The trip down to Isla Estanque off the southern tip of Isla Angel de La Guarda is about 40 nautical miles. So it would take us anywhere from 8 to 12 hours and, what with the strong tidal currents, 8 hours was pretty unlikely. The sea was dead flat when we headed out and there wasn’t even a breath of wind. We motored along at 2000 RPM making about 4 knots, occasionally higher and often lower. We would be going against the tide until about 3:00 in the afternoon. We had a brief period of about 2 hours in the early afternoon when we actually got to sail in 7-10 knot winds. Unfortunately, they were almost on our nose so we didn’t make a lot of progress as we tacked back and forth across our rhumb line. About the time that I decided to say “screw this”, the wind died off anyway. We arrived at our anchorage and were anchored in 30′ of water at 1830 making this a 12 hour trip. Let’s see, 40 miles in 12 hours equals an average speed of 3.3 knots. Man! That’s flying!
Along the way, I noticed that the alternator didn’t seem to be putting out any juice. I’ve noticed this occasionally before but it usually corrects itself eventually making me think that maybe the regulator is sensing voltage from the solar panels or something but this time it never did correct itself. Fortunately, I have a spare alternator on board.
In the Heather and Shawn book, this anchorage is called Isla Estanque even though it’s not actually on the Isla but rather on the mainland. That said, Isla Estanque is, so far, a vast improvement over the conditions we experienced at Refugio. I can’t speak to the water clarity yet although I suspect it’s the same level of murkiness. But we had a sweet, cool breeze out of the south all evening and all night long. And so far, no bees. Lots and lots of birds, mostly pelicans and seagulls, but no bees (so far – fingers crossed).
Our next leg, to Isla Partida, is only 15 miles. Our plan was to have a slow, sleep-late morning, change the alternator, and then head out this afternoon. But, looking at the weather, it looks like we may get a few days of moderate southerlies starting tomorrow. That means we could be stuck in Isla Partida a few days waiting for them to blow out. And, just looking at the charts, Isla Partida is tiny. And there might be bees. So, if we’re going to get stuck somewhere, we choose here. Works out well because it’s already 10:00 and I haven’t even started making my breakfast yet. I chose to write to you all first. No, no, that’s okay. Please hold your applause. It’s just the kind of guy I am.

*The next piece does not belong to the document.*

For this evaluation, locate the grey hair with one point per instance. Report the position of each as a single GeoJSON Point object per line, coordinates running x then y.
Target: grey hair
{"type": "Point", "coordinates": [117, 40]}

So, the plan now is that we’ll stay here a day or two or three, but today for sure. After breakfast, I’ll change alternators. We ran the generator when we got here last night to make up for what the alternator didn’t do yesterday. We had planned to charge the computers and make water while the engine was running but the un-alternating alternator changed that. So we did it all last night with the Honda 2000. So today I have to change oil in the Honda and restow it. Then I’ll check my engine fluids so we’re ready to head out whenever the time is right.
Looking forward to a lazy-ish day with a nice cool breeze blowing.